I have just confirmed an order for a MY2022 Ford Transit XL Cargo Van (U8U):
--EcoBoost V6
--All-wheel drive
--Ingot silver
--148" Wheelbase, High Roof Extended, Dual Rear Wheels, 11000#
--Dual alternators
The van will be pretty much fully-equipped, with all the latest driver safety and convenience features including intelligent adaptive cruise, active lane-keeping, passive entry/start, Sync 4 head unit/nav; 360-degree camera, side/rear sensing and auto-brake, etc, etc. Should be a pretty refined chassis.

So, what's the plan?
Well, it is still evolving, but as @bud suggest, getting a hold of a chassis is the long-pole in the tent these days, so I though I would address that problem first. Plus, for the first time we were able to order EXACTLY what we wanted. This will be our third B, so we have developed pretty strong opinions.

It is likely to be many months before it shows up (assuming it ever does).
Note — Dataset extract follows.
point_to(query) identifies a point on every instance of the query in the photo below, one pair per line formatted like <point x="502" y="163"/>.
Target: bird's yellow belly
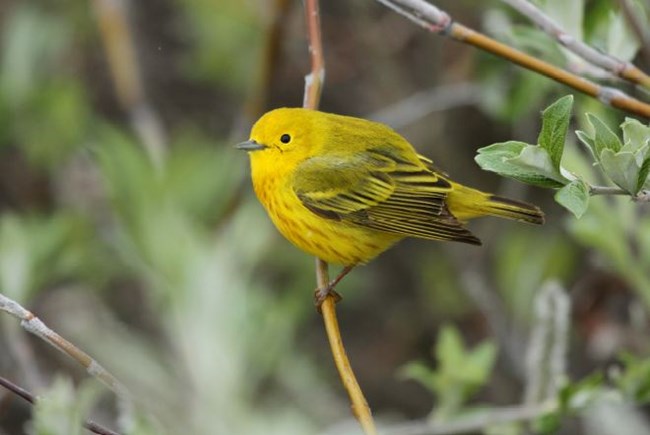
<point x="328" y="239"/>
I plan to spend the time developing a detailed design and spec for the buildout. I was tempted to do a DIY build, but fortunately got talked down from that. We have pretty much settled on a specific full-custom upfitter, but I'm not ready to talk about that just yet.

We are currently on the fence between a clean-slate design and an incremental upgrade of our current layout. It is a tough call. Doing something new is always fun, but to our tastes. the Great West Legend basic floorpan is actually hard to improve on (When ARV spun out from GWV for example, their original "Ocean 1" was a virtual clone of the Legend). Plus, having an existing prototype physically present makes designing a lot easier and less error-prone.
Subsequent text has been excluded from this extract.